Data Oriented Parallel Value Interner

In this post, I will present a theoretical design for an interner. It should be fast, but there will be no benchmarks as I havent implemented the thing. So it might actually be completely broken or super slow for one reason or another. Still, I think there are a couple of neat ideas, which I would love to call out.

The context for the post is this talk by Andrew Kelley, which notices that its hard to reconcile interning and parallel compilation. This is something I have been thinking about a lot in the context of rust-analyzer, which relies heavily on pointers, atomic reference counting and indirection to make incremental and parallel computation possible.

And yes, interning (or, more generally, assigning unique identities to things) is a big part of that.

Usually, compilers intern strings, but we will be interning trees today. Specifically, we will be looking at something like a Value type from the Zig compiler. In a simplified RAII style it could look like this:

const Value = union(enum) {
    // A bunch of payload-less variants.
    u1_type,
    u8_type,
    i8_type,

    // A number.
    u64: u64,

    // A declaration.
    // Declarations and types are also values in Zig.
    decl: DeclIndex,

    // Just some bytes for a string.
    bytes: []u8,

    // The interesting case which makes it a tree.
    // This is how struct instances are represented.
    aggregate: []Value,
};

const DeclIndex = u32;

Such values are individually heap-allocated and in general are held behind pointers. Zigs compiler adds a couple of extra tricks to this structure, like not overallocating for small enum variants:

const Value = struct {
    payload: *Payload
}

// Payload is an "abstract" type:
// There's some data following the `tag`,
// whose type and size is determined by
// this `tag`.
const Payload = struct {
    tag: Tag,

    pub const U64 = struct {
        base: Payload,
        data: u64,
    };

    pub const Decl = struct {
        base: Payload,
        decl: DeclIndex,
    };
}

But how do we intern this stuff, such that:

Lets start with concurrent SegmentedList:

fn SegmentList(comptime T: type) type {
    return struct {
        echelons: [31]?[*]T,
    };
}

Segmented list is like ArrayList with an extra super power that pushing new items does not move/invalidate old ones. In normal ArrayList, when the backing storage fills up, you allocate a slice twice as long, copy over the elements from the old slice and then destroy it. In SegmentList, you leave the old slice where it is, and just allocate a new one.

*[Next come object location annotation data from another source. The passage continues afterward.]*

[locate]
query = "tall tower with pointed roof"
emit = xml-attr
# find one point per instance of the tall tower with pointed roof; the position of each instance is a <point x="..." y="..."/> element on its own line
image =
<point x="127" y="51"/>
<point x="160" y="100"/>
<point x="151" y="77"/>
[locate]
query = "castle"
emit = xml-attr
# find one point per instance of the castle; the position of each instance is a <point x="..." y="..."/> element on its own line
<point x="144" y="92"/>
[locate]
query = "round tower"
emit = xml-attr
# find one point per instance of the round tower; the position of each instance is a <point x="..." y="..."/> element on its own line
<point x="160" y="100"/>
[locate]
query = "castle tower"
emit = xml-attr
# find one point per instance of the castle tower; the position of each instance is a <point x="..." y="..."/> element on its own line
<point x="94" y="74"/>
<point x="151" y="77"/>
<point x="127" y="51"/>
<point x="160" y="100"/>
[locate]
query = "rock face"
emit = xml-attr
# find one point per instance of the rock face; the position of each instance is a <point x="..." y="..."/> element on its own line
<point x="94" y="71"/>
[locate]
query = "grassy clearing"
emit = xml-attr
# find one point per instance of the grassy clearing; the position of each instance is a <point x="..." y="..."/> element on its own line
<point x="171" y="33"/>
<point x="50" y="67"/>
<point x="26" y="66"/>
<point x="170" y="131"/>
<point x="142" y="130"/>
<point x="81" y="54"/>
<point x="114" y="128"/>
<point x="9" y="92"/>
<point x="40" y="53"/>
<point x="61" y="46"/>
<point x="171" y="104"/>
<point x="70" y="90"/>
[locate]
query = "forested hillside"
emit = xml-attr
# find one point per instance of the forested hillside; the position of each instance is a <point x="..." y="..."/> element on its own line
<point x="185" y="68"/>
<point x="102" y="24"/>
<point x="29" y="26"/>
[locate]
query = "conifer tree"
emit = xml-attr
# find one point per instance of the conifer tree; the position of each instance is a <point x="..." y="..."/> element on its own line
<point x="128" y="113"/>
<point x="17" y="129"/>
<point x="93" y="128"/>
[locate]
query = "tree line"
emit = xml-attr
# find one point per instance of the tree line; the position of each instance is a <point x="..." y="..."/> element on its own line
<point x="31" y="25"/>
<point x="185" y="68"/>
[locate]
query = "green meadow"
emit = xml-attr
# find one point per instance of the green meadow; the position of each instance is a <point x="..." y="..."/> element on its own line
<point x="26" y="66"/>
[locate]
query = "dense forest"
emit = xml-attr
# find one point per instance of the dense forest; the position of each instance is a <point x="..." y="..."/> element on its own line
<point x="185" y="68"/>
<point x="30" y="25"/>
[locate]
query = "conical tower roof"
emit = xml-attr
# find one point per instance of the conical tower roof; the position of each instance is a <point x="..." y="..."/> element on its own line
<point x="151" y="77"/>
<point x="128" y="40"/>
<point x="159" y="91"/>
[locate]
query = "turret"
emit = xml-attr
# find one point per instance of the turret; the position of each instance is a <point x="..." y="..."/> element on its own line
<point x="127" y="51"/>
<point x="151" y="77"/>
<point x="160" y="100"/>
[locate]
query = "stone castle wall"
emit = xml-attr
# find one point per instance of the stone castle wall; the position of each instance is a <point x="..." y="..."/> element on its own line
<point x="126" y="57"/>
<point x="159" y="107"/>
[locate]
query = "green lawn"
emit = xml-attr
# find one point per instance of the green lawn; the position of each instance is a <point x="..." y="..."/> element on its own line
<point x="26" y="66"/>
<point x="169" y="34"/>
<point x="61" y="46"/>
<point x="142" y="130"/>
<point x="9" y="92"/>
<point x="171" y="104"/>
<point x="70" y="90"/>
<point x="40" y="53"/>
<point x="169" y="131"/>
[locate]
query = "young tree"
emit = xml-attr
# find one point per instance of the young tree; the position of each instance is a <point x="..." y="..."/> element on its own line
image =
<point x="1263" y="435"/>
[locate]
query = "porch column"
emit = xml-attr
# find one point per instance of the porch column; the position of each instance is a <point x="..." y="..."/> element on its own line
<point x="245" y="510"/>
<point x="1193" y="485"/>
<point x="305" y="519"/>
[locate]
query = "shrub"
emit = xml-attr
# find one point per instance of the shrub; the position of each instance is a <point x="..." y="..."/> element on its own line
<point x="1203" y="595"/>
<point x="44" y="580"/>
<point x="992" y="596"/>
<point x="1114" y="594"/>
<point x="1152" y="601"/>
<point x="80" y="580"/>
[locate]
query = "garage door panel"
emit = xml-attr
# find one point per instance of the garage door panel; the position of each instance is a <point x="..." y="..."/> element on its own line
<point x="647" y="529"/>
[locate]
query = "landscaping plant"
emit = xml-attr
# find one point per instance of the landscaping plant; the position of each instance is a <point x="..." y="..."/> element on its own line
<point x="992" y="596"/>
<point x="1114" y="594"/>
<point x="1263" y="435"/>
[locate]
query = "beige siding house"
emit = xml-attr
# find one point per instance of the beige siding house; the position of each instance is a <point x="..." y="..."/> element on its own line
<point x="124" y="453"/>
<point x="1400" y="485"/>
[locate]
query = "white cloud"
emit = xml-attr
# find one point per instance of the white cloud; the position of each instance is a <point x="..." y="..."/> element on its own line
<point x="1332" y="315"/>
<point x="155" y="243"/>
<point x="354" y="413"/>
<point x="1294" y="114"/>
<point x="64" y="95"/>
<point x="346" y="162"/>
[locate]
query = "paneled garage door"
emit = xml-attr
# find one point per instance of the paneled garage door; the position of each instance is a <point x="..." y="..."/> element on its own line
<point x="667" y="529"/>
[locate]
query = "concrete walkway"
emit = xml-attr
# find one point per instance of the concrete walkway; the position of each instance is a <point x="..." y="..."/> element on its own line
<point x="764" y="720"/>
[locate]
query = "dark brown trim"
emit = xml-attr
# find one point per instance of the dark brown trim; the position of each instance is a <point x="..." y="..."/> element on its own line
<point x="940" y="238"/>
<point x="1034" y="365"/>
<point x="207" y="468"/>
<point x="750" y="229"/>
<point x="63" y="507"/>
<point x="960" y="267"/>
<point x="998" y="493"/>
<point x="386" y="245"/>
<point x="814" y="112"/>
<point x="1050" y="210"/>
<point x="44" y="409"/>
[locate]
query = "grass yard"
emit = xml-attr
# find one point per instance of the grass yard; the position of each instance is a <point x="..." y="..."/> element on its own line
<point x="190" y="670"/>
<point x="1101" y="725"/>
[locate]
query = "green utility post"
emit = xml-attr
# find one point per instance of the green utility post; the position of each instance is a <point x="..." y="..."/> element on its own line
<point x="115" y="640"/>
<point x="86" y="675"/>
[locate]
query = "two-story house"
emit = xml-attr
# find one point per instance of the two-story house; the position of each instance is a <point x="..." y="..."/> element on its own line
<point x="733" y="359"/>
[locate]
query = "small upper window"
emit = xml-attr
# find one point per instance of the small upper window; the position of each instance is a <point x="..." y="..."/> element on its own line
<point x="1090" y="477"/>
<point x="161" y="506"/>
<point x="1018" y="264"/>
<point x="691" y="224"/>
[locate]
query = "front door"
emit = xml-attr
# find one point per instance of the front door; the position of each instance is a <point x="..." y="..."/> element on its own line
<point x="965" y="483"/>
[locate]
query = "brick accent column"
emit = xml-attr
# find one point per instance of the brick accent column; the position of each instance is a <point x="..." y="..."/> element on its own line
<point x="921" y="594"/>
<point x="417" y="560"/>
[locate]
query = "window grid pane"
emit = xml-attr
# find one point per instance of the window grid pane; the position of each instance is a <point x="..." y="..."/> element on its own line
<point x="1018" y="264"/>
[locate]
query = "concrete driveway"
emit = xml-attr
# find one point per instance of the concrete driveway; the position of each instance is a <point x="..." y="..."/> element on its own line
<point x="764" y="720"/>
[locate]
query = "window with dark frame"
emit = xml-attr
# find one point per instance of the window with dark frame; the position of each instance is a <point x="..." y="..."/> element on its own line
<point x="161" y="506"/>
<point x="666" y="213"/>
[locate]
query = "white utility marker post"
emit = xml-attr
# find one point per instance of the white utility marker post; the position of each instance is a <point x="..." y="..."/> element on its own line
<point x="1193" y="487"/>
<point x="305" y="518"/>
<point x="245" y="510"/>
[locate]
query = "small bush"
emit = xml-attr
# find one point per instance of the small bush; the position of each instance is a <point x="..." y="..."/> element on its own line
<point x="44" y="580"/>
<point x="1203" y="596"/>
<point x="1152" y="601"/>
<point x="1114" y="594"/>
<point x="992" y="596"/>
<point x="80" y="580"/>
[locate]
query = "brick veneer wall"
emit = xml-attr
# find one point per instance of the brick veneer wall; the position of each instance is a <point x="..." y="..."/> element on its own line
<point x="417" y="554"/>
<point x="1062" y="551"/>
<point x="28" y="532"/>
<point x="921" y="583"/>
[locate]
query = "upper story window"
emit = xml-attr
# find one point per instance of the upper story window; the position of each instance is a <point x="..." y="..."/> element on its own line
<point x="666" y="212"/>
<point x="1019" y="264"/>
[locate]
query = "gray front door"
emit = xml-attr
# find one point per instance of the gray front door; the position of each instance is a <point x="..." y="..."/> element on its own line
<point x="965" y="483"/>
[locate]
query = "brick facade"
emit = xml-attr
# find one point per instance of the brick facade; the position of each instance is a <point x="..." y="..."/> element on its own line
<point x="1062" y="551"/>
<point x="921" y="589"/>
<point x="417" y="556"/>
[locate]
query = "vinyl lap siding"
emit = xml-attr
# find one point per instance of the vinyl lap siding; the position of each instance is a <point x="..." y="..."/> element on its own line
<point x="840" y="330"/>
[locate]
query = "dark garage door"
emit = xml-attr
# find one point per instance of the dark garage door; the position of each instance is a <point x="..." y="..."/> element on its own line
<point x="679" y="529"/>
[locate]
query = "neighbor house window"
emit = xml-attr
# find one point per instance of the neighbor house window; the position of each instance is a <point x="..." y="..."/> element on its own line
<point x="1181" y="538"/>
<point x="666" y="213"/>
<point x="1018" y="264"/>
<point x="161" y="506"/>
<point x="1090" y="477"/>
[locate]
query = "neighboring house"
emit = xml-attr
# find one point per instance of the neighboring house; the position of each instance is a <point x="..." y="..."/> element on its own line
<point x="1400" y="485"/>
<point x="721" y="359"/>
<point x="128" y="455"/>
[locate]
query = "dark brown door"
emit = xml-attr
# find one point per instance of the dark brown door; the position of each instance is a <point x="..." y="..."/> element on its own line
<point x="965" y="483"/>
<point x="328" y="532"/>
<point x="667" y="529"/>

Now, as we are writing an interner and want to use u32 for an index, we know that we need to store 1<<32 items max. But that means that well need at most 31 segments for our SegmentList:

[1 << 0]T
[1 << 1]T
[1 << 2]T
...
[1 << 31]T

So we can just pre-allocate array of 31 pointers to the segments, hence

echelons: [31]?[*]T,

If we want to be more precise with types, we can even use a tuple whose elements are nullable pointers to arrays of power-of-two sizes:

fn SegmentList(comptime T: type) type {
    return struct {
        echelons: std.meta.Tuple(get_echelons(31, T)),
    };
}

fn get_echelons(
    comptime level: usize,
    comptime T: type,
) []const type {
    if (level == 0) return &.{ ?*[1]T };
    return get_echelons(level - 1, T) ++ .{ ?*[1 << level]T };
}

Indexing into such an echeloned array is still O(1). Heres how echelons look in terms of indexes

0                      = 1  total
1 2                    = 3  total
3 4 5 6                = 7  total
7 8 9 10 11 12 13 14   = 15 total

The first n echelons hold 2**n - 1 elements. So, if we want to find the ith item, we first find the echelon it is in, by computing the nearest smaller power of two of i + 1, and then index into the echelon with i - (2**n - 1), give or take a +1 here or there.

// Warning: untested, probably has a couple of bugs.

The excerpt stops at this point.